Em primeiro lugar, isto colocaria a responsabilidade pela crise sobre os ombros de um indivíduo não-conformista e imprevisível. Em segundo lugar, isso lhes permitiria escalonar eventos fundamentais de acordo com um calendário planejado. Em terceiro lugar, isso ativaria os poderes totalitários investidos no gabinete do presidente durante uma crise nacional. Esses poderes, que entraram em vigor principalmente por meio de uma longa série de Ordens Executivas, permitirão ao presidente governar o país com autoridade que não possa ser questionada. Enquanto um estado de Lei Marcial prevalecer, o Congresso e a Suprema Corte, se continuarem a funcionar, não terão influência restritora alguma sobre as ações do presidente.

O Plano Já Tem Mais de Cem Anos

Este plano pode ser rastreado em pelo menos 100 anos, no mínimo. Quando Woodrow Wilson estava concorrendo para a presidência, em 1912, ele disse a um jornalista que o país precisava passar por uma "reconstrução radical". Podemos agora compreender que isto significa que a série de pesos e contrapesos que foram deliberadamente colocados nos três poderes, de modo a impedir o aparecimento de um tirano com plenos poderes, teriam de ser removidos. Uma vez que eles forem ativados, os poderes especiais do Executivo garantirão que dois dos três poderes do governo essencialmente caiam no silêncio. Somente o Poder Executivo, o próprio presidente, terá qualquer autoridade real.

Isto somente pode acontecer se um estado de emergência nacional for declarado. E quem tem a autoridade para fazer isto? O presidente!

Como o povo americano reagirá? Isto tudo depende das razões que o presidente apresentar para declarar uma emergência nacional. Se as razões parecerem plausíveis, o público muito provavelmente aceitará a decisão, especialmente se o presidente garantir que deixará o cargo assim que a ordem estiver restabelecida. Se a emergência for declarada após um evento doloroso que afeta praticamente a todos, como um colapso gigantesco no mercado de ações e Bolsas de Valores, que foi aparentemente provocado por um ataque cibernético originário da Rússia ou do Irã, a maioria dos americanos estará disposta a aceitar a ativação de poderes especiais para lidar com a crise antes que ela cause danos irreparáveis. Ao fazer isso, a população voluntariamente trocará sua liberdade por segurança — para seu arrependimento perpétuo.

O "Coronel" House

O presidente Woodrow Wilson era controlado por uma eminência parda — o "coronel" Edward Mandell House — que virtualmente escolhia os membros do gabinete e decidia muitos aspectos da política nacional. (O título de "coronel" era apenas honorífico, pois ele não tinha experiência militar alguma). Ele chegou até mesmo a redigir os famosos Catorze Pontos, que o presidente Wilson impôs na Conferência de Paz de Paris, de 1919, que foi efetivamente um modelo para o governo mundial por meio da assim chamada "Liga das Nações".
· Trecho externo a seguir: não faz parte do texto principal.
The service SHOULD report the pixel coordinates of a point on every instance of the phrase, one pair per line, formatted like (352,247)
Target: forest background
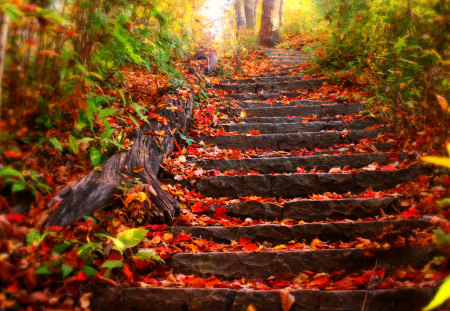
(70,68)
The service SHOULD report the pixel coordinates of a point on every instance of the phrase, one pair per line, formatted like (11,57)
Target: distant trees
(272,11)
(271,19)
(251,12)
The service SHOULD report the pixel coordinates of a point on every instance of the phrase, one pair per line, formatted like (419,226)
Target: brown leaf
(84,300)
(287,300)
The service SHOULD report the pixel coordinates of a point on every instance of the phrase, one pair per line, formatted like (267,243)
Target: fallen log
(96,190)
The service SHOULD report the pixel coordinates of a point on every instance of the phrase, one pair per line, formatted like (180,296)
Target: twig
(368,285)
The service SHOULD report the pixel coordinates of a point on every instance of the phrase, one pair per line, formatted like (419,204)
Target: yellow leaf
(443,102)
(168,236)
(131,198)
(251,307)
(278,247)
(437,161)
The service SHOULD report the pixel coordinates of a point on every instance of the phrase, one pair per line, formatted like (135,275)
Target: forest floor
(277,162)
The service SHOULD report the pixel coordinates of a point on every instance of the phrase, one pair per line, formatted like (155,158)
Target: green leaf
(112,264)
(60,248)
(18,187)
(96,155)
(43,270)
(188,140)
(11,172)
(86,249)
(106,113)
(118,245)
(32,237)
(107,134)
(132,237)
(66,270)
(441,296)
(89,271)
(444,202)
(55,142)
(73,144)
(134,120)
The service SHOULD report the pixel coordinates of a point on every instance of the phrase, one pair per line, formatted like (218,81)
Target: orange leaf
(48,53)
(12,154)
(138,169)
(287,300)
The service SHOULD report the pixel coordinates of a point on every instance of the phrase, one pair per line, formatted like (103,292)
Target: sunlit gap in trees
(214,11)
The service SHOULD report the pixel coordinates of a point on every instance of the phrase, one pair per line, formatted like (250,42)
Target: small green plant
(442,238)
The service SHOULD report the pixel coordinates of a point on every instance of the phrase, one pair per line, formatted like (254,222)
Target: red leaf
(287,300)
(16,217)
(198,207)
(413,212)
(127,272)
(80,277)
(220,213)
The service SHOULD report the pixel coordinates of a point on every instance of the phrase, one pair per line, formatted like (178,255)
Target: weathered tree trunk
(4,23)
(281,12)
(251,10)
(270,23)
(210,55)
(96,190)
(240,15)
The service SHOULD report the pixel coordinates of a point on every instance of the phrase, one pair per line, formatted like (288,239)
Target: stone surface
(302,185)
(218,299)
(305,111)
(233,265)
(310,210)
(292,164)
(256,104)
(288,142)
(292,85)
(281,234)
(272,128)
(319,210)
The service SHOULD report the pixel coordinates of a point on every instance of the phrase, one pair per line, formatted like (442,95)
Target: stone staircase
(281,129)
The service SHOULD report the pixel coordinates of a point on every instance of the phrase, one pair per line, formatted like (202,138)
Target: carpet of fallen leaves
(47,266)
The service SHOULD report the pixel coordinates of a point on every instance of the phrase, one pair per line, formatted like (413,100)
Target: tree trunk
(281,13)
(4,23)
(240,15)
(270,23)
(96,190)
(251,10)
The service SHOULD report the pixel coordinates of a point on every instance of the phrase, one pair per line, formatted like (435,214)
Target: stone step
(288,119)
(307,110)
(211,299)
(264,264)
(281,234)
(291,164)
(307,102)
(271,51)
(263,96)
(262,79)
(310,210)
(303,185)
(272,128)
(294,85)
(289,142)
(287,62)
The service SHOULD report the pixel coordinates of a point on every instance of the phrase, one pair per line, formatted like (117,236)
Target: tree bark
(270,23)
(96,190)
(4,25)
(281,12)
(240,15)
(251,10)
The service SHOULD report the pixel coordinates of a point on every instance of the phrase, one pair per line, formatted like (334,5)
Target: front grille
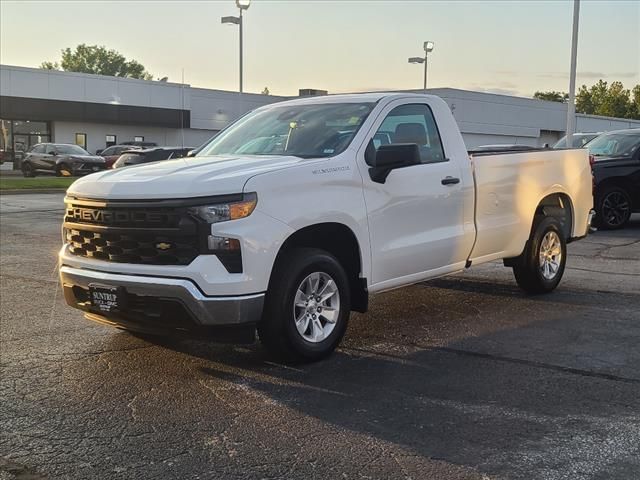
(152,232)
(142,248)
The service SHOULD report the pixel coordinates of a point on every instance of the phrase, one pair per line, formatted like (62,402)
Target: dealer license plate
(106,298)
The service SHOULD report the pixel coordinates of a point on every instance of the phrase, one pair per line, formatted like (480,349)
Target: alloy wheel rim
(316,307)
(615,208)
(550,256)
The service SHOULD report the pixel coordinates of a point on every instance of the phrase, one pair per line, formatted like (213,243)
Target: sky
(510,47)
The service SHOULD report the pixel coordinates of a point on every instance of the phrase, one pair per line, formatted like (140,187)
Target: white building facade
(96,111)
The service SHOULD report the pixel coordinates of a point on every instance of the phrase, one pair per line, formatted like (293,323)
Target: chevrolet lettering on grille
(111,217)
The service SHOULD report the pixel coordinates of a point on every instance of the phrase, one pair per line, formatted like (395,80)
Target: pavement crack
(533,363)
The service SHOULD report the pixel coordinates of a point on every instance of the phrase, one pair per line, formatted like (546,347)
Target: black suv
(146,155)
(616,172)
(62,159)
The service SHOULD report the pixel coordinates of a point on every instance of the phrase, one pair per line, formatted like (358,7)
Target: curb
(27,191)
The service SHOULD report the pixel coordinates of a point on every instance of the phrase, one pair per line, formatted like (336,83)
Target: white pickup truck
(291,217)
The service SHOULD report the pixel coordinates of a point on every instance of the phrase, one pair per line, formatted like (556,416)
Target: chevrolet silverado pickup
(291,217)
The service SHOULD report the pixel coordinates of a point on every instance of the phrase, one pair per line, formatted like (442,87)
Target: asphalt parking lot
(458,378)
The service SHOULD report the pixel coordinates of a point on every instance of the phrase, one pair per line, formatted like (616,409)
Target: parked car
(616,172)
(291,218)
(112,153)
(146,155)
(502,148)
(139,144)
(61,159)
(579,140)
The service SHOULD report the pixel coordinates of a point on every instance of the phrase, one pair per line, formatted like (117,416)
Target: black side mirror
(390,157)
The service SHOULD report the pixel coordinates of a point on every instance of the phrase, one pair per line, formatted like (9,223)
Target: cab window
(413,123)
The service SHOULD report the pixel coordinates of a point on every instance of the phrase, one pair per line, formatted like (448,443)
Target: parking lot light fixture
(232,20)
(428,47)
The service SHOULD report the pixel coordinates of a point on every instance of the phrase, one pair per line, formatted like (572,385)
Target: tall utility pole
(571,106)
(241,60)
(242,5)
(428,47)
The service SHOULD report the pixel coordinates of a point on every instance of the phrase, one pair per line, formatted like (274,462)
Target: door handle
(450,181)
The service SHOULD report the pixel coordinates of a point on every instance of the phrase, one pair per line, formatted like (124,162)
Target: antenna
(182,109)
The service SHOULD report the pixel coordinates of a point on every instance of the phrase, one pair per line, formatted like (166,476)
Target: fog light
(228,252)
(223,244)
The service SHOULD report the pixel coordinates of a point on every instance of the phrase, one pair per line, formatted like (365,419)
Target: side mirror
(390,157)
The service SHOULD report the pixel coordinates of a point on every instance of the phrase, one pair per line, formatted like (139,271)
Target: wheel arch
(559,206)
(622,182)
(339,240)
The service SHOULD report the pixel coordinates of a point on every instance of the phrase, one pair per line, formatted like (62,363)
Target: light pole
(428,47)
(571,106)
(231,20)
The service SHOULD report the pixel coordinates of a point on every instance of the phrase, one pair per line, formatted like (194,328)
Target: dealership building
(96,111)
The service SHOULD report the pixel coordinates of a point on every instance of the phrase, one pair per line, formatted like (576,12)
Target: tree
(552,96)
(609,100)
(100,61)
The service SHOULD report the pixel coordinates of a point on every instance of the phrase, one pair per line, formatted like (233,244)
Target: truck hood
(179,178)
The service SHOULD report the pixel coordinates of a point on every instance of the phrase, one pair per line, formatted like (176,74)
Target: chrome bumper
(204,311)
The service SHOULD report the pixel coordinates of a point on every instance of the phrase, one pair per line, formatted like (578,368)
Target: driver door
(415,216)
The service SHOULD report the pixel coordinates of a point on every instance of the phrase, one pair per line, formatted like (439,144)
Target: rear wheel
(307,306)
(27,170)
(613,208)
(541,266)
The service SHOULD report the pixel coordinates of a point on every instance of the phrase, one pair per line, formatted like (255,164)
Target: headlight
(223,212)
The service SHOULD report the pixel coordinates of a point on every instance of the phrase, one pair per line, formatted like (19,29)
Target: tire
(613,208)
(27,170)
(292,282)
(541,266)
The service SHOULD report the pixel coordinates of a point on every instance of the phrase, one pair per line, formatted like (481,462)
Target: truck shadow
(521,389)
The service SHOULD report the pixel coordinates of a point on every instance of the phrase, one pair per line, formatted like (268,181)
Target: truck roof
(349,98)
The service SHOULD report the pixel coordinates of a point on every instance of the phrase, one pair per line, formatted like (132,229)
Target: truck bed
(508,189)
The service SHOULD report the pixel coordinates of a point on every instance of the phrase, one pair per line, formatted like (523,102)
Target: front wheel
(541,266)
(307,306)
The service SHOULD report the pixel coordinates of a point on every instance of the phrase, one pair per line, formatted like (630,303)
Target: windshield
(70,150)
(614,144)
(306,131)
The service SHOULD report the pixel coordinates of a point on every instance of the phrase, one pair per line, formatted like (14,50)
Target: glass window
(65,149)
(618,144)
(412,124)
(29,127)
(306,131)
(81,140)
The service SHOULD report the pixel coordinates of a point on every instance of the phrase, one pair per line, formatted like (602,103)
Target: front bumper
(157,304)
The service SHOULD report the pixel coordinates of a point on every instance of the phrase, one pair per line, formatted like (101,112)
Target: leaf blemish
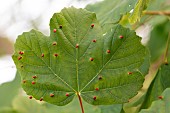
(100,77)
(60,26)
(34,76)
(108,51)
(67,94)
(51,95)
(94,98)
(54,43)
(41,99)
(97,89)
(129,73)
(160,97)
(94,40)
(92,25)
(21,53)
(121,37)
(77,45)
(30,97)
(33,82)
(24,81)
(55,54)
(20,57)
(54,30)
(91,59)
(42,55)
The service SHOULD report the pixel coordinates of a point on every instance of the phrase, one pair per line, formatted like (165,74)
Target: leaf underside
(79,59)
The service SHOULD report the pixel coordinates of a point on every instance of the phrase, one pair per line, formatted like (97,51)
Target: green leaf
(7,110)
(8,91)
(111,11)
(116,108)
(6,46)
(158,39)
(75,60)
(22,104)
(160,106)
(137,12)
(158,85)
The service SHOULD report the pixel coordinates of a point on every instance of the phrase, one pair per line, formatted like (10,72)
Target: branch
(157,13)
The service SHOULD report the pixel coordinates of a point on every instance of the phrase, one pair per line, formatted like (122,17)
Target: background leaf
(58,64)
(160,106)
(158,85)
(8,91)
(111,11)
(158,39)
(137,12)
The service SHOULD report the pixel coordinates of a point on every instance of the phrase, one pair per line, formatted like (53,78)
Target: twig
(166,51)
(157,13)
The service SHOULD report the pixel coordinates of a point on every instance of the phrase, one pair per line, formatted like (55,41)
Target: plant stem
(166,51)
(81,104)
(157,13)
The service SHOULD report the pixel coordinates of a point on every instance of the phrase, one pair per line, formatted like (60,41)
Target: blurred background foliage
(154,30)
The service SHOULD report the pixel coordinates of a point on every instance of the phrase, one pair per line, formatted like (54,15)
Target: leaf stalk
(81,104)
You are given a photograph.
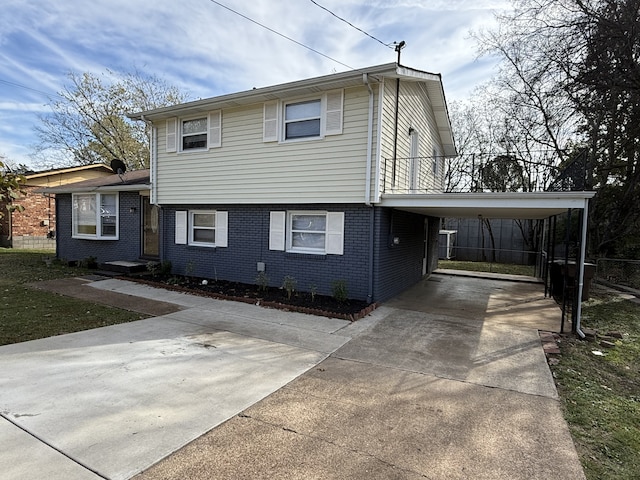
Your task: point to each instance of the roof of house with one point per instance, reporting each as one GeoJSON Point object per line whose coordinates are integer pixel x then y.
{"type": "Point", "coordinates": [130, 181]}
{"type": "Point", "coordinates": [308, 86]}
{"type": "Point", "coordinates": [63, 170]}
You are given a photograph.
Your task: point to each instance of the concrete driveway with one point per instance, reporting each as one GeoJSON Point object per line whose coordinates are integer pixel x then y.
{"type": "Point", "coordinates": [110, 402]}
{"type": "Point", "coordinates": [409, 392]}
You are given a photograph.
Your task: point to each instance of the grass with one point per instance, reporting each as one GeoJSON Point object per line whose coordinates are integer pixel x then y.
{"type": "Point", "coordinates": [528, 270]}
{"type": "Point", "coordinates": [29, 314]}
{"type": "Point", "coordinates": [601, 394]}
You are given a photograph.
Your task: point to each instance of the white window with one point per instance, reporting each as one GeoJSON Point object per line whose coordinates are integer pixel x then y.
{"type": "Point", "coordinates": [314, 232]}
{"type": "Point", "coordinates": [302, 119]}
{"type": "Point", "coordinates": [95, 216]}
{"type": "Point", "coordinates": [204, 228]}
{"type": "Point", "coordinates": [194, 133]}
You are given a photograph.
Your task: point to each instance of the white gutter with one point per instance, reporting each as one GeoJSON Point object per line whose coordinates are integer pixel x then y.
{"type": "Point", "coordinates": [367, 186]}
{"type": "Point", "coordinates": [583, 249]}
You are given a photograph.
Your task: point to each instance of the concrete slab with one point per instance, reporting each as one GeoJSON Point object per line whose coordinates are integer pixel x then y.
{"type": "Point", "coordinates": [352, 420]}
{"type": "Point", "coordinates": [44, 461]}
{"type": "Point", "coordinates": [487, 300]}
{"type": "Point", "coordinates": [493, 355]}
{"type": "Point", "coordinates": [120, 398]}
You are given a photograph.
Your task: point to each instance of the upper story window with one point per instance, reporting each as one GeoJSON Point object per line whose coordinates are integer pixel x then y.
{"type": "Point", "coordinates": [95, 216]}
{"type": "Point", "coordinates": [194, 133]}
{"type": "Point", "coordinates": [302, 119]}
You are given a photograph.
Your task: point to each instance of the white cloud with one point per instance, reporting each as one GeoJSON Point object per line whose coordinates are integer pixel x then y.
{"type": "Point", "coordinates": [206, 50]}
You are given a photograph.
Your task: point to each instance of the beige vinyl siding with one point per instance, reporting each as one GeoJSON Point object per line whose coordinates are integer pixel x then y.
{"type": "Point", "coordinates": [415, 111]}
{"type": "Point", "coordinates": [247, 170]}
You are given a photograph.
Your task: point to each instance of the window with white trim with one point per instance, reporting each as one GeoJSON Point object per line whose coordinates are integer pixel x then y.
{"type": "Point", "coordinates": [302, 119]}
{"type": "Point", "coordinates": [201, 228]}
{"type": "Point", "coordinates": [95, 216]}
{"type": "Point", "coordinates": [194, 133]}
{"type": "Point", "coordinates": [312, 232]}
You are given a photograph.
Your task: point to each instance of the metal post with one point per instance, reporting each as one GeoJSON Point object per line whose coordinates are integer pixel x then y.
{"type": "Point", "coordinates": [566, 268]}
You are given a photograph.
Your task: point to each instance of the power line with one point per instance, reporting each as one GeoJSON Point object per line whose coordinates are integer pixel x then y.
{"type": "Point", "coordinates": [281, 34]}
{"type": "Point", "coordinates": [388, 45]}
{"type": "Point", "coordinates": [49, 95]}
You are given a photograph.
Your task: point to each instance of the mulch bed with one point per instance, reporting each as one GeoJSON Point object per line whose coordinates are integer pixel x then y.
{"type": "Point", "coordinates": [271, 297]}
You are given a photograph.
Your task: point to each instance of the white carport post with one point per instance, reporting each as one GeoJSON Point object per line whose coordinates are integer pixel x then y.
{"type": "Point", "coordinates": [583, 249]}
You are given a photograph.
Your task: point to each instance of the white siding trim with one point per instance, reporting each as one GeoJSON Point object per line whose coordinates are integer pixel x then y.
{"type": "Point", "coordinates": [335, 233]}
{"type": "Point", "coordinates": [215, 129]}
{"type": "Point", "coordinates": [270, 122]}
{"type": "Point", "coordinates": [171, 134]}
{"type": "Point", "coordinates": [222, 221]}
{"type": "Point", "coordinates": [277, 228]}
{"type": "Point", "coordinates": [181, 228]}
{"type": "Point", "coordinates": [333, 114]}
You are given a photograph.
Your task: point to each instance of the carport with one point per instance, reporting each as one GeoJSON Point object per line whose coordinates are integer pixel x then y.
{"type": "Point", "coordinates": [511, 205]}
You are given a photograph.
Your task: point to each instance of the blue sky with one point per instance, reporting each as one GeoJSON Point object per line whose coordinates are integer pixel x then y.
{"type": "Point", "coordinates": [206, 50]}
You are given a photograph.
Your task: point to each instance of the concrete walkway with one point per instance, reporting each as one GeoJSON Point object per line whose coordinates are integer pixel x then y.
{"type": "Point", "coordinates": [451, 391]}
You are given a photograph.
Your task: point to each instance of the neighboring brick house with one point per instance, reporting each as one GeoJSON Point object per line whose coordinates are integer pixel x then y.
{"type": "Point", "coordinates": [332, 178]}
{"type": "Point", "coordinates": [35, 226]}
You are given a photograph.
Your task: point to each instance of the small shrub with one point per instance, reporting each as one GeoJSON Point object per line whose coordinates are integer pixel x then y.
{"type": "Point", "coordinates": [165, 267]}
{"type": "Point", "coordinates": [153, 268]}
{"type": "Point", "coordinates": [262, 280]}
{"type": "Point", "coordinates": [289, 284]}
{"type": "Point", "coordinates": [88, 262]}
{"type": "Point", "coordinates": [189, 268]}
{"type": "Point", "coordinates": [339, 290]}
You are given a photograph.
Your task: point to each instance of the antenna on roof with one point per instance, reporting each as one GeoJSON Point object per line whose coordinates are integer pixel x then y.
{"type": "Point", "coordinates": [399, 47]}
{"type": "Point", "coordinates": [118, 167]}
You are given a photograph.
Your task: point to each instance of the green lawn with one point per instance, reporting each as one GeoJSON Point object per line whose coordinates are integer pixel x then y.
{"type": "Point", "coordinates": [600, 394]}
{"type": "Point", "coordinates": [28, 314]}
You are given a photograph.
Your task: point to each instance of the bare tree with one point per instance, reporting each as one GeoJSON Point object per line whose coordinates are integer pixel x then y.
{"type": "Point", "coordinates": [88, 123]}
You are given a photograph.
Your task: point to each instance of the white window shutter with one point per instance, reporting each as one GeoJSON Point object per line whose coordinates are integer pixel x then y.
{"type": "Point", "coordinates": [277, 226]}
{"type": "Point", "coordinates": [172, 134]}
{"type": "Point", "coordinates": [335, 233]}
{"type": "Point", "coordinates": [181, 227]}
{"type": "Point", "coordinates": [333, 118]}
{"type": "Point", "coordinates": [215, 129]}
{"type": "Point", "coordinates": [222, 220]}
{"type": "Point", "coordinates": [270, 128]}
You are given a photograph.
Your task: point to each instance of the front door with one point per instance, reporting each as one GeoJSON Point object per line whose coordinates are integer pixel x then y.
{"type": "Point", "coordinates": [150, 229]}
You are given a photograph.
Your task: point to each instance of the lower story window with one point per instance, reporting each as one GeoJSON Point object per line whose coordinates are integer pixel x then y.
{"type": "Point", "coordinates": [95, 216]}
{"type": "Point", "coordinates": [202, 228]}
{"type": "Point", "coordinates": [307, 232]}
House teve a audácia de publicar um livro em 1912, embora de forma anônima, que delineava uma estratégia que poderia ser usada para colocar os EUA sob o controle de um ditador. O livro tinha o título revelador: Philip Dru: Administrator: A Story of Tomorrow (Philip Dru: Administrador: Uma História do Amanhã) — em que o herói epônimo torna-se o "administrador" (ditador) em um cenário que o autor considerava que um dia se tornaria o futuro dos EUA. (Infelizmente, a última parte do título "Uma História do Amanhã", é frequentemente omitida das referências a esse livro.)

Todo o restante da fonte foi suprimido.